PIÙ ANCORA che l’autobiografia di un uomo di successo, Hillbilly Elegy appare perciò come una sorta di manifesto politico: quello di una nuova destra che non ha paura di parlare di «proletariato bianco» o di abbandono del popolo da parte delle élite, ma che in nessun caso ritiene che spetti allo Stato, alle iniziative federali o alla politica economica nazionale il compito di raddrizzare questa china: è tutto e soltanto racchiuso nel successo dell’iniziativa personale, nel «sapersi mettere in gioco», senza nulla aspettarsi dagli altri come dalla collettività. Indicato come un astro montante della nuova destra,

J.D.Vance è sembrato perciò muoversi fino ad oggi più nel solco della tradizionale ala destra del Partito repubblicano, segnata dal neoliberismo e dalle «guerre culturali» contro i progressisti, che non nella direzione tracciata da Trump che ha preso di mira prima di tutto proprio la vecchia leadership conservatrice. Non a caso, quattro anni fa il 39enne senatore di Middletown non sostenne il tycoon e ebbe anzi parole molto dure nei suoi confronti – «potrebbe diventare l’Hitler d’America»-, ma poi, progressivamente, forse anche grazie al sostegno alla sua campagna elettorale da parte del miliardario di ultradestra Peter Thiel molto legato a Trump, a rivisto le sue posizioni, portando in dote al candidato unico del Gop anche il suo no intransigente all’aborto e ai migranti e la sua posizione per una riduzione del sostegno a Kiev.
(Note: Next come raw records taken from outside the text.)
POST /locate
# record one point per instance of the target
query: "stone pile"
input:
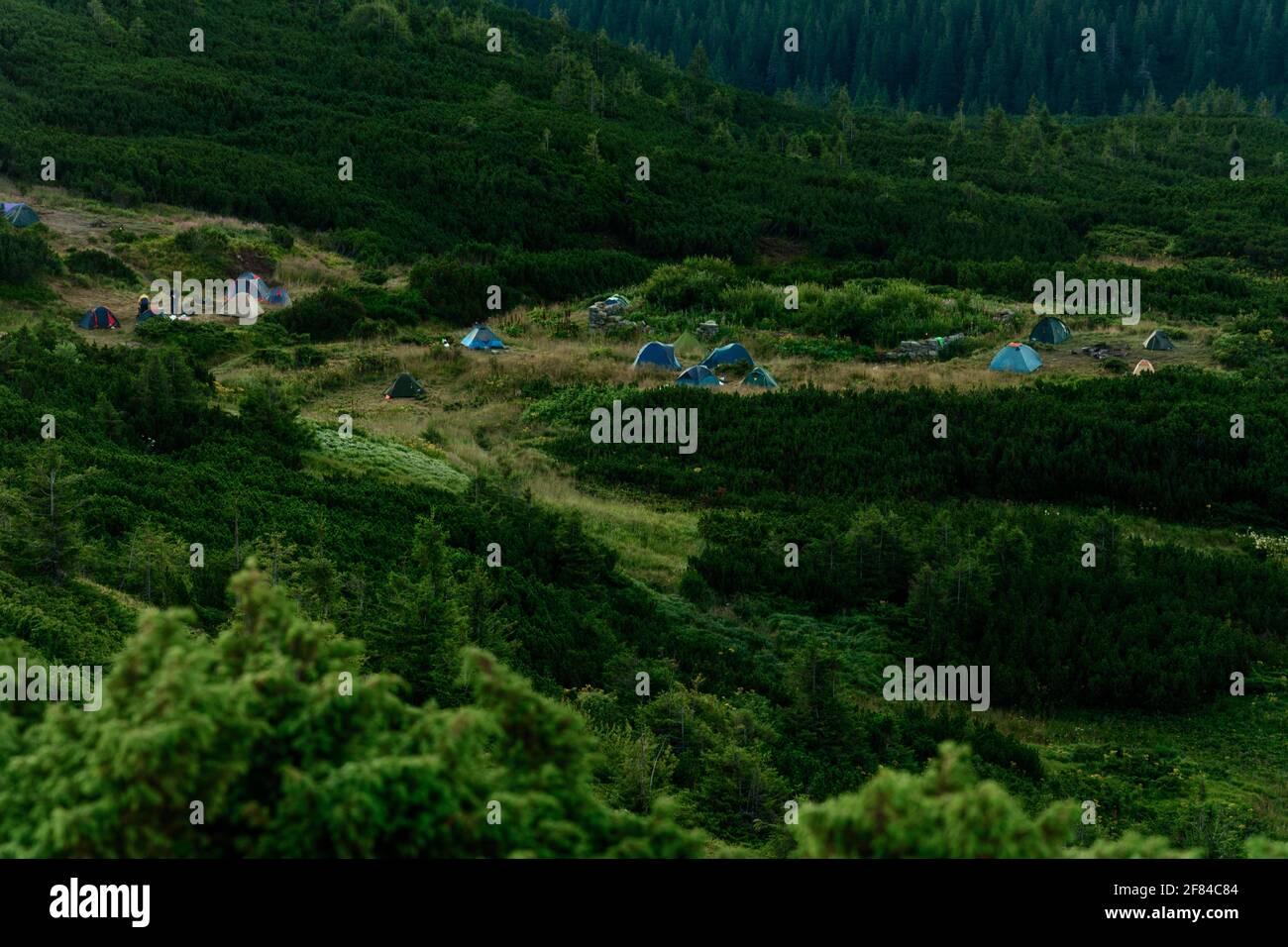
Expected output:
(926, 348)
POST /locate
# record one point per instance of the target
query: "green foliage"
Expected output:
(25, 256)
(292, 753)
(98, 263)
(947, 813)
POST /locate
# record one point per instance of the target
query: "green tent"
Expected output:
(404, 386)
(688, 346)
(1158, 342)
(760, 377)
(1050, 331)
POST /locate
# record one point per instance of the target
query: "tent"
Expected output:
(760, 377)
(482, 338)
(245, 307)
(404, 386)
(728, 355)
(1016, 357)
(1158, 341)
(688, 346)
(1051, 331)
(99, 317)
(698, 375)
(20, 214)
(658, 355)
(252, 283)
(146, 311)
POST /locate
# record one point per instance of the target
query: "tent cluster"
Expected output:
(20, 214)
(1051, 331)
(661, 355)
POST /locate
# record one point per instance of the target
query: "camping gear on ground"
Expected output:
(698, 375)
(482, 338)
(1050, 331)
(760, 377)
(688, 346)
(244, 305)
(733, 354)
(252, 283)
(404, 386)
(146, 311)
(658, 355)
(99, 317)
(20, 214)
(1158, 341)
(1016, 357)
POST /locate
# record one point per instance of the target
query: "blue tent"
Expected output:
(728, 355)
(1051, 331)
(698, 375)
(760, 377)
(657, 354)
(1016, 357)
(20, 214)
(99, 317)
(482, 338)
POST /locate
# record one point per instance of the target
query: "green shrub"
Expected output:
(98, 263)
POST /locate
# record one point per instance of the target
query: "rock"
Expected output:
(911, 350)
(1100, 351)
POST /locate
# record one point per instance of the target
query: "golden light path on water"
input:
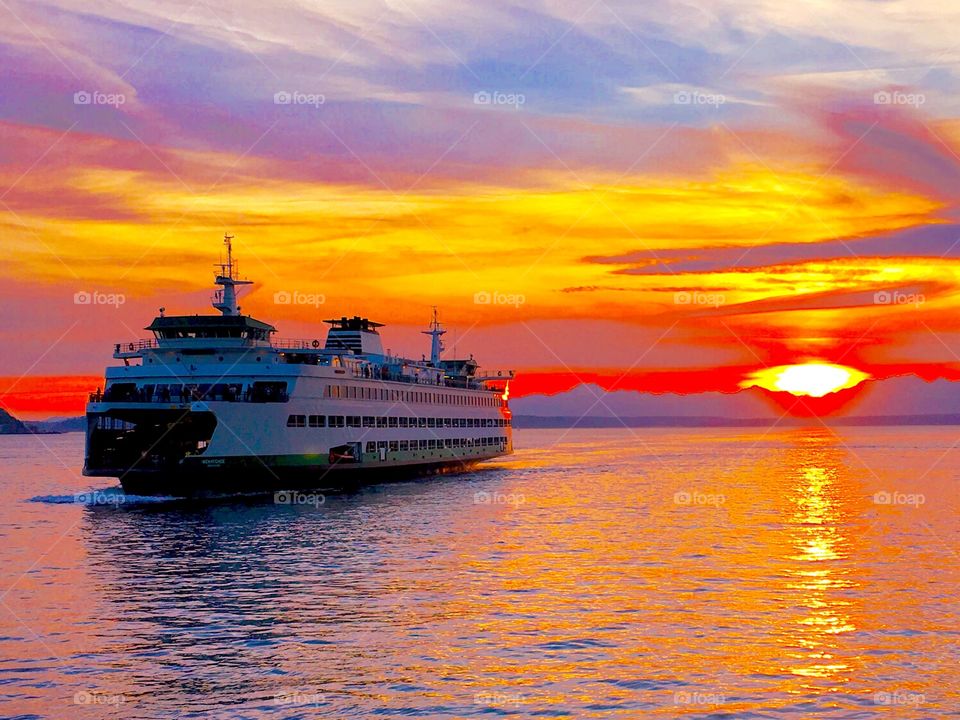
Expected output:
(660, 573)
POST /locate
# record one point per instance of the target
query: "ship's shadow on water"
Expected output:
(113, 497)
(259, 598)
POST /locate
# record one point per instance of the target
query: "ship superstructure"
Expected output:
(218, 404)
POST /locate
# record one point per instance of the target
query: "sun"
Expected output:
(812, 379)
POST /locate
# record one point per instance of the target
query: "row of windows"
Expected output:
(360, 392)
(391, 422)
(403, 445)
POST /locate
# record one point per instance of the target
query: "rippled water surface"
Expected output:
(595, 573)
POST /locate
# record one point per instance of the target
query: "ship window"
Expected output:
(269, 392)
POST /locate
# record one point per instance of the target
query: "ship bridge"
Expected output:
(357, 335)
(202, 327)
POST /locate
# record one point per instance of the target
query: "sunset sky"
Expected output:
(658, 196)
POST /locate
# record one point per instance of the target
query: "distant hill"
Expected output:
(9, 425)
(74, 424)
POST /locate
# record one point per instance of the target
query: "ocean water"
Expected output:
(660, 573)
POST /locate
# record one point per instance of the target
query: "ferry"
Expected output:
(216, 404)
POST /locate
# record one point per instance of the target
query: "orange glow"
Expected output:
(812, 379)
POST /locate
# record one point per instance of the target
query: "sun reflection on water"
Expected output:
(820, 544)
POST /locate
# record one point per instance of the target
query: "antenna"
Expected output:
(225, 300)
(436, 333)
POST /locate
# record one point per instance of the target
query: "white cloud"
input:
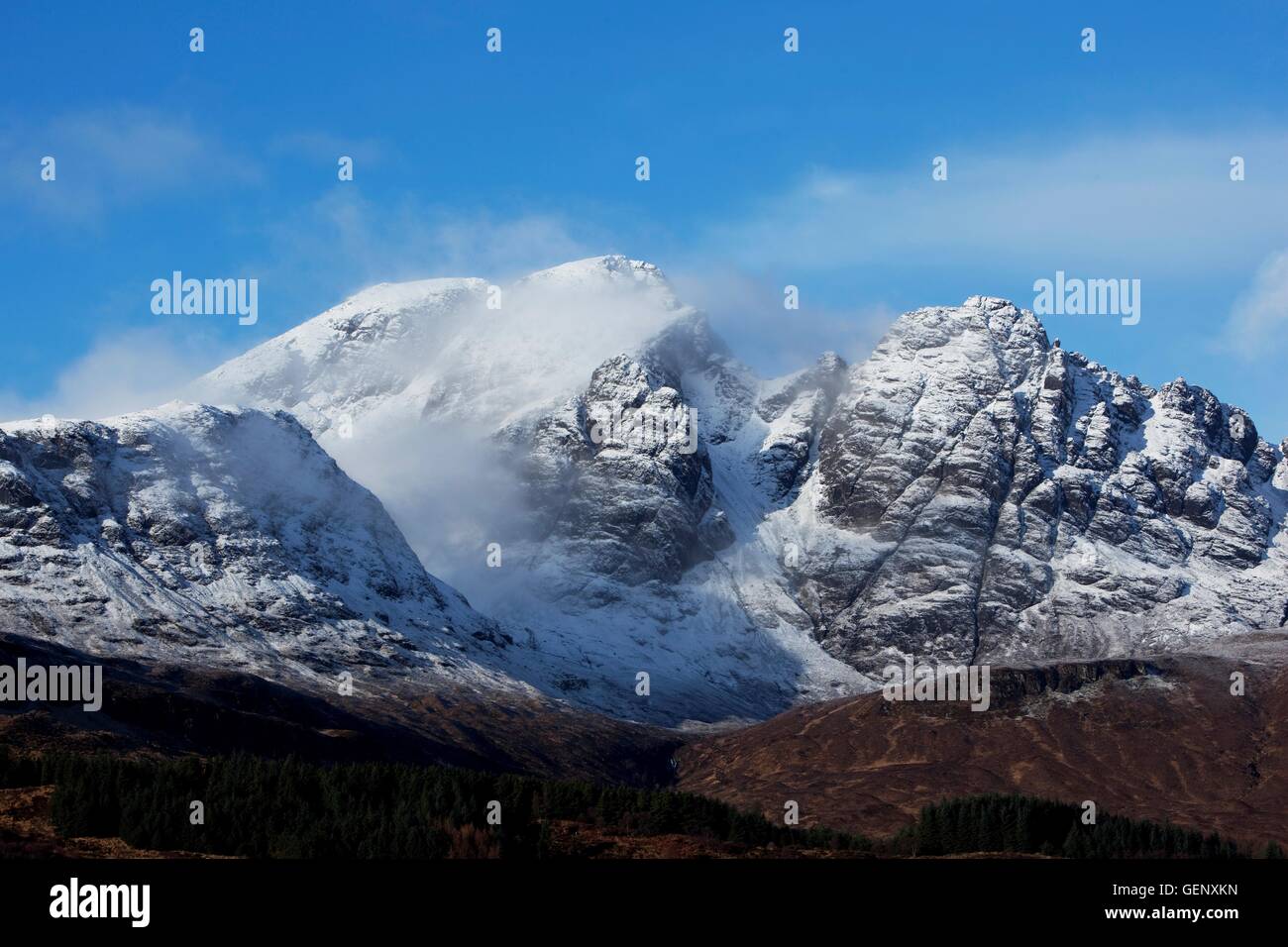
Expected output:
(120, 373)
(1115, 202)
(110, 158)
(1258, 320)
(343, 243)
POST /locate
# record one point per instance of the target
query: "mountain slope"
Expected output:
(621, 496)
(215, 536)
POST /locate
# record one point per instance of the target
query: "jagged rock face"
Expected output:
(1018, 500)
(223, 536)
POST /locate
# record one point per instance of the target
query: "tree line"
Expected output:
(287, 808)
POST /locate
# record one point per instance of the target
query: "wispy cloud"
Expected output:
(123, 372)
(1112, 201)
(1258, 321)
(110, 158)
(343, 243)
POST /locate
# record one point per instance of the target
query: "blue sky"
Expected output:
(767, 169)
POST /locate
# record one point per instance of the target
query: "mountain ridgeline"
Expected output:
(970, 491)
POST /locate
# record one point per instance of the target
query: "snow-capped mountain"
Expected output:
(643, 525)
(224, 538)
(971, 491)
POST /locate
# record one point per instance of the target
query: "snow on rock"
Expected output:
(969, 492)
(219, 536)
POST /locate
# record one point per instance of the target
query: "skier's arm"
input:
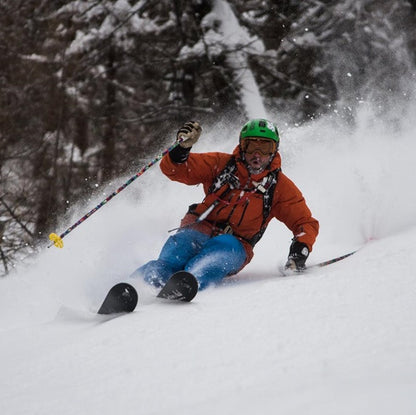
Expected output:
(291, 208)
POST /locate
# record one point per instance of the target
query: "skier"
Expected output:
(243, 192)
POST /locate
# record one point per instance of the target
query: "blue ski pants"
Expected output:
(209, 259)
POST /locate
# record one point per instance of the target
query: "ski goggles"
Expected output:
(261, 145)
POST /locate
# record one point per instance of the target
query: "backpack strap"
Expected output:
(227, 176)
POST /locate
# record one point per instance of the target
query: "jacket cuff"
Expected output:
(179, 154)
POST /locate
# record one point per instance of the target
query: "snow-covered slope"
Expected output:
(341, 340)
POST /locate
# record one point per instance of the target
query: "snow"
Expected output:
(340, 340)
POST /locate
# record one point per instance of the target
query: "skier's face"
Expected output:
(258, 153)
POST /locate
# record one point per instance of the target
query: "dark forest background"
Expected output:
(90, 90)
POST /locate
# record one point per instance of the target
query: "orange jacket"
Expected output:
(242, 208)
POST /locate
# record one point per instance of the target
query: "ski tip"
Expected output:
(122, 298)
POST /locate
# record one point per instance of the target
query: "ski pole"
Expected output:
(57, 239)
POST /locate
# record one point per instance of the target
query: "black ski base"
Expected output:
(181, 286)
(122, 298)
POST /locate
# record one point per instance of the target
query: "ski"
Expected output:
(285, 272)
(181, 286)
(122, 298)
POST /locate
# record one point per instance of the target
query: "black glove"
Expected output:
(190, 133)
(298, 253)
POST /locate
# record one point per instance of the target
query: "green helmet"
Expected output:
(260, 127)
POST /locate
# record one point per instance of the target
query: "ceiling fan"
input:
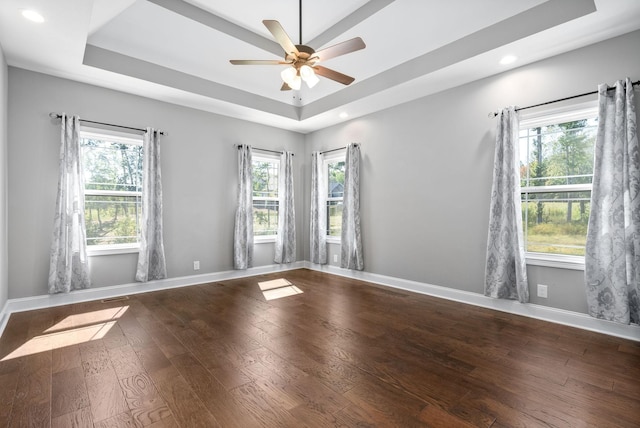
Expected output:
(303, 60)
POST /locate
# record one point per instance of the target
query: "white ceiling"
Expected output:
(179, 51)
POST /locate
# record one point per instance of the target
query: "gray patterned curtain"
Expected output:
(318, 227)
(68, 267)
(506, 269)
(612, 260)
(286, 237)
(151, 261)
(351, 242)
(243, 230)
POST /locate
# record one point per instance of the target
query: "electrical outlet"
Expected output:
(542, 291)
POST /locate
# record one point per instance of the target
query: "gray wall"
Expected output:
(4, 275)
(427, 165)
(426, 174)
(199, 170)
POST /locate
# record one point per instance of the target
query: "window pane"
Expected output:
(558, 154)
(265, 217)
(556, 222)
(265, 179)
(110, 165)
(335, 179)
(112, 219)
(334, 218)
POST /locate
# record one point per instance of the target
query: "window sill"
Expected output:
(112, 249)
(555, 261)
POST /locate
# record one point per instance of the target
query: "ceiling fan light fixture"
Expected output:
(295, 83)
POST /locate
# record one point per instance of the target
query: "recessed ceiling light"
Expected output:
(32, 15)
(508, 59)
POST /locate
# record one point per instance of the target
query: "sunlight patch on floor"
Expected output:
(72, 330)
(278, 288)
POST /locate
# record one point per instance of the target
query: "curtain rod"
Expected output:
(263, 150)
(335, 150)
(494, 114)
(59, 116)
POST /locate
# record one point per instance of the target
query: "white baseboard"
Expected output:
(558, 316)
(77, 296)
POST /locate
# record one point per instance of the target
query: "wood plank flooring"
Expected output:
(342, 354)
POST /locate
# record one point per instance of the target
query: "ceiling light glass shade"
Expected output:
(309, 76)
(288, 74)
(295, 83)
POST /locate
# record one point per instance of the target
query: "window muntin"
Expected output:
(335, 192)
(112, 171)
(265, 171)
(556, 172)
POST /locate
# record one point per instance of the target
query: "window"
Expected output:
(265, 195)
(112, 167)
(335, 191)
(556, 174)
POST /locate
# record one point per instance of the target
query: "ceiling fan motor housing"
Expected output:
(305, 53)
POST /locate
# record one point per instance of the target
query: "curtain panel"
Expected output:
(505, 268)
(68, 266)
(351, 241)
(151, 259)
(612, 259)
(285, 251)
(243, 229)
(318, 227)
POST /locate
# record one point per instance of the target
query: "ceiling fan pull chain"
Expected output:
(300, 15)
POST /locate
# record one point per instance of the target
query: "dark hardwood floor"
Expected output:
(342, 354)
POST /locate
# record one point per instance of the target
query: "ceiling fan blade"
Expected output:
(280, 35)
(340, 49)
(257, 62)
(333, 75)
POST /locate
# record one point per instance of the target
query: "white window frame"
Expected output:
(270, 158)
(548, 116)
(125, 138)
(337, 156)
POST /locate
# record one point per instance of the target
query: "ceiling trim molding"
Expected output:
(534, 20)
(122, 64)
(527, 23)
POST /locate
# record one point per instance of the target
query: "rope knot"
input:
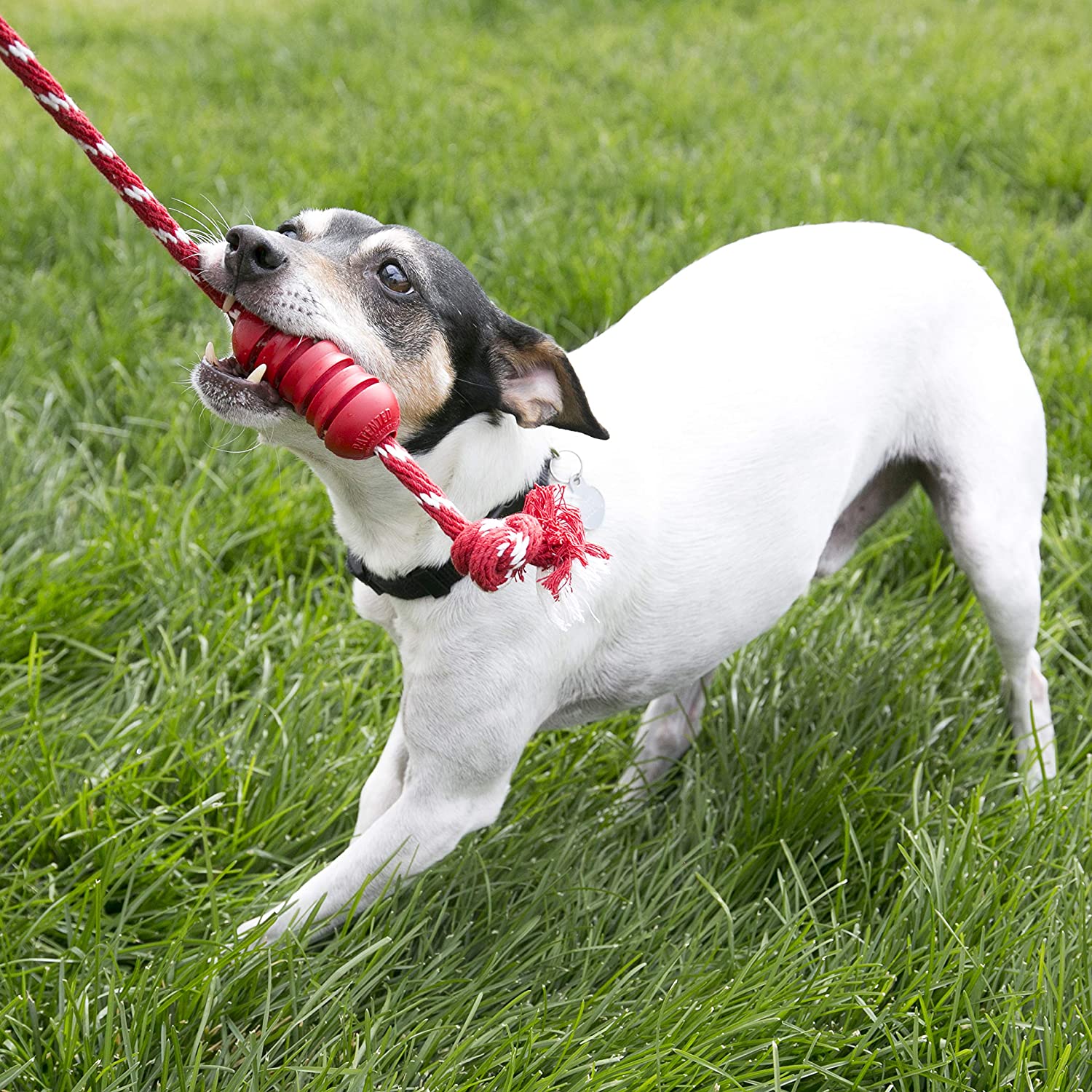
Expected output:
(547, 534)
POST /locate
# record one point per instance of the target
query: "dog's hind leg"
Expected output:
(886, 488)
(994, 535)
(987, 485)
(668, 729)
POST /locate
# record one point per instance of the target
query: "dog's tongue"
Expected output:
(352, 411)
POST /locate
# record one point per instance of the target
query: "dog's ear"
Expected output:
(537, 384)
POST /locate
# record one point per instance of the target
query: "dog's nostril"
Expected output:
(266, 258)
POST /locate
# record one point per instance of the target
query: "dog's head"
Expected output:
(408, 312)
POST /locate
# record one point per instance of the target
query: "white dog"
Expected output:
(767, 405)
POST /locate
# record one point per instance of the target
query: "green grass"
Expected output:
(840, 889)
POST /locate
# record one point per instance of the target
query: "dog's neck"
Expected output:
(478, 465)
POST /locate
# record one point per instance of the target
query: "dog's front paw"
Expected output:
(266, 928)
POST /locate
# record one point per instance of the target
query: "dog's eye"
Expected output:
(393, 277)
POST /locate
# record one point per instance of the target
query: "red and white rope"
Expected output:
(547, 534)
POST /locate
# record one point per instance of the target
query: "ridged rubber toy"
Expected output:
(352, 411)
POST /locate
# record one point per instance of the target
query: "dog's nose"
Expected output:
(253, 253)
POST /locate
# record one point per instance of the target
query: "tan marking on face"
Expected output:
(314, 222)
(426, 381)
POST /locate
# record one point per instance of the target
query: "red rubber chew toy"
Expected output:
(352, 411)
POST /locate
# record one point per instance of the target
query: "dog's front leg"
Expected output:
(386, 781)
(445, 794)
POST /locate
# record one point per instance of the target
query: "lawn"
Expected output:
(840, 889)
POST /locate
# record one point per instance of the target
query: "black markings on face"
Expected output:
(439, 327)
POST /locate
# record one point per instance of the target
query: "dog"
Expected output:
(767, 405)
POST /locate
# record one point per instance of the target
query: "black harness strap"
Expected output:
(432, 580)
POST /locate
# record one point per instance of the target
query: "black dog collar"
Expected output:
(432, 580)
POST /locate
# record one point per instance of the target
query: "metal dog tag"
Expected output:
(590, 502)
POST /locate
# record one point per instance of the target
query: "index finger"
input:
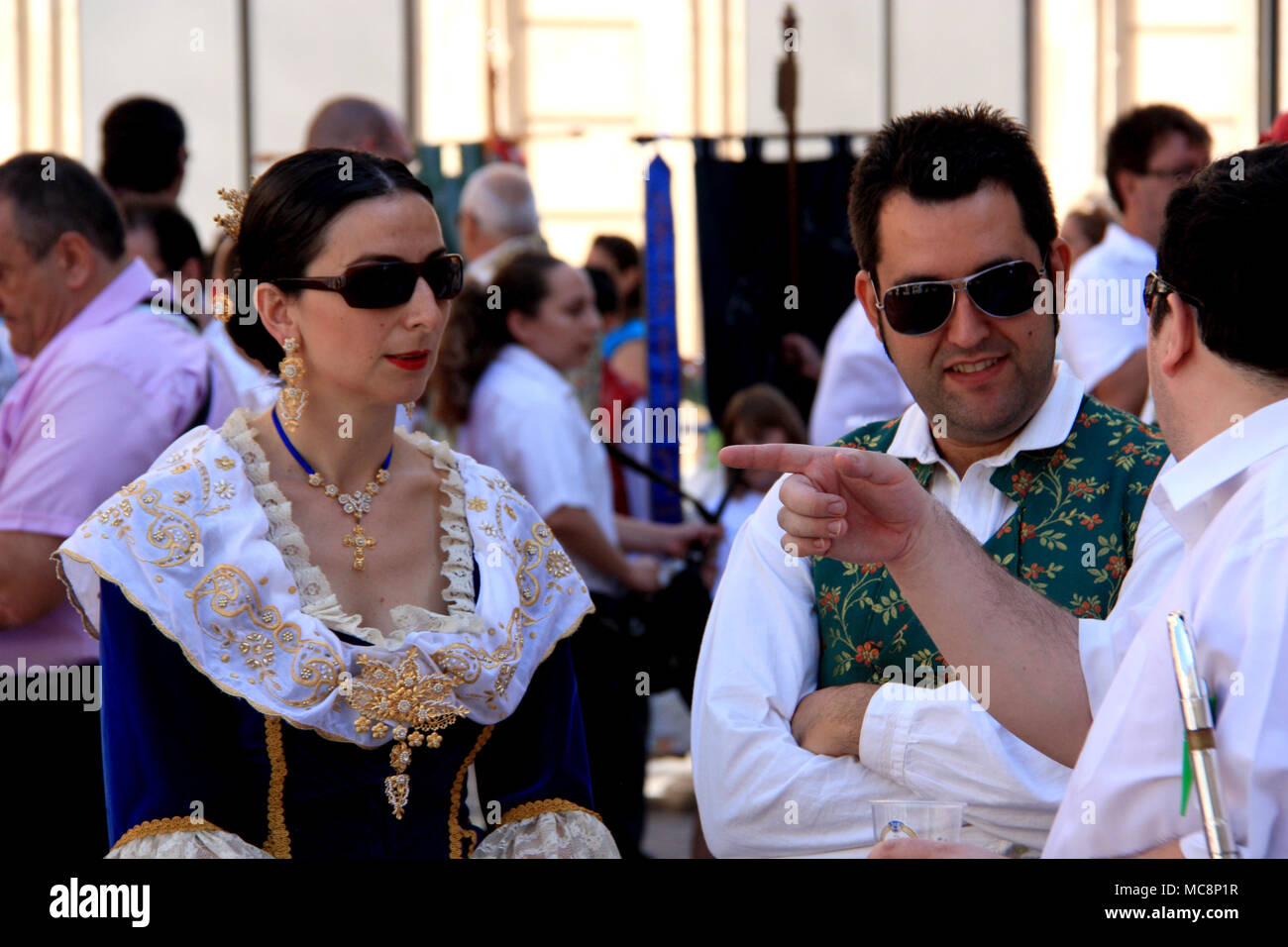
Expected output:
(782, 458)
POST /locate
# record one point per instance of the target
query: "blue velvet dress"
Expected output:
(174, 745)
A BEN GUARDARE, però, con la sua nomina nel ticket presidenziale della destra, si compie anche un altro passaggio: Vance è schierato su posizioni radicali ma appare diverso da molti dei sostenitori di Trump della prima ora, la sua traiettoria sembra piuttosto fotografare plasticamente l’avvenuta trasformazione dei repubblicani in una forza politica che non si è solo data un nuovo leader, ma che ha definito una nuova piattaforma ideologica per il presente e forse per il futuro, un po’ come avvenne con Nixon e con Reagan, ma questa volta nel segno di una evidente deriva post-liberale. Forse non a caso, nel suo fortunato libro, J. D. Vance faceva risalire tutti i mali del Paese ad una «crisi di civiltà» che ora, accanto a Trump, intende combattere grazie ricette terribili e pericolose.